Cooling running: magnetic domains written using the new technique

Soft robot hugs a broken heart

Researchers have developed a soft robot that can fit around a heart and help it beat. In an attempt to improve cardiovascular treatments, scientists at Harvard University and Boston Children’s Hospital in the US have created a customizable robotic sleeve that can augment heart functions. Today’s treatments for heart failure include heart transplants and ventricular-assist devices (VADs) – mechanical pumps that force blood from the ventricles into the aorta. While VADs are improving, there is always the risk of clotting, blood-thinner side effects and infection because the device is in contact with the blood. In contrast, the robotic sleeve, developed by Ellen Roche and team, wraps around the heart. Made of thin silicone, it uses soft pneumatic actuators to mimic the heart’s two outer muscle layers. The actuators are supplied with air by an external pump, which allows them to twist and compress in sync with the heartbeat. Another benefit of the soft robot is that it is customizable to the patient. Should one side of a patient’s heart be weaker than the other, the robot can account for that. If the heart begins to weaken, the actuators can apply more pressure. While the device is still in the early stages of development, in the future it could be used for patients with heart failure and aid in cardiac rehabilitation and recovery. The work is described in Science Translational Medicine.

New magnetic data storage is cool and quick

An ultrafast and energy-efficient way of writing data to a magnetic storage medium has been unveiled by researchers in Poland and the Netherlands. Their storage medium is a thin layer of yttrium-iron garnet (YIG) in which some of the iron atoms have been replaced with cobalt. These cobalt atoms tend to align their spin magnetic moments along one of three high-symmetry directions in the material’s cubic lattice, leading to regions of net magnetization. Andrzej Stupakiewicz of the University of Bialystok, Poland, and Alexey Kimel of the University of Radboud, the Netherlands, and colleagues have shown that this magnetization can be “steered” from one lattice direction to another by shining a tiny spot of linearly polarized light on the material. The infrared light is tuned to correspond to a transition between two different d orbitals in cobalt – the d electrons being involved in the magnetic properties of the material. Information can be stored in the direction of the magnetization, which can be switched in less than 20 ps. This is much faster than today’s magnetic storage media. Writing in Nature, the team reports that switching requires less that 6 j/cm3. This is much less than today’s magneto-optic storage devices, which rely on heating up the medium to switch the magnetization.

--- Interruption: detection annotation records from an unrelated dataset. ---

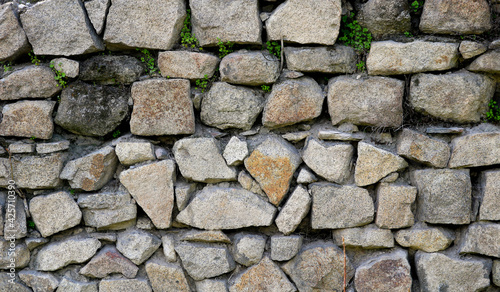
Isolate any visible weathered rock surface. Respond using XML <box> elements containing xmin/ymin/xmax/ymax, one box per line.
<box><xmin>130</xmin><ymin>78</ymin><xmax>194</xmax><ymax>136</ymax></box>
<box><xmin>328</xmin><ymin>75</ymin><xmax>404</xmax><ymax>127</ymax></box>
<box><xmin>366</xmin><ymin>41</ymin><xmax>459</xmax><ymax>75</ymax></box>
<box><xmin>262</xmin><ymin>77</ymin><xmax>325</xmax><ymax>128</ymax></box>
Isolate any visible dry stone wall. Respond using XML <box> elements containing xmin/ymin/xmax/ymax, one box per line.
<box><xmin>0</xmin><ymin>0</ymin><xmax>500</xmax><ymax>292</ymax></box>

CERN antiproton measurement props up Standard Model

The magnetic moment of the antiproton has been measured with a sixfold improvement in accuracy. The BASE collaboration at CERN has reported the best measurement to date, with an experimental uncertainly of 0.8 parts per million. This improves upon the 2013 measurement by the CERN-based ATRAP collaboration, which had 4.4 parts-per-million uncertainty. Both experiments had aimed to shed light on an important mystery of antimatter: while antimatter appears identical to matter at a particle level, the universe as a whole contains little antimatter – which suggests it is different. By measuring properties such as magnetic moment, scientists can test the Standard Model and its matter–antimatter symmetry for chinks that could explain the disparity. The BASE experiment cools antiprotons from CERN’s antiproton decelerator to about 1 K before trapping them in electromagnetic containers. The containers store the antiprotons for long periods of time and release them individually into further traps where measurements are made. However, while the latest measurements show impressive accuracy, the antiproton magnetic moment was found to be the exact opposite of the proton’s – just as predicted by the Standard Model. The next step for BASE is to try a new trapping technique that should improve uncertainty by a factor of up to 800, which could reveal a glimpse of new physics. The current study has been reported in Nature Communications.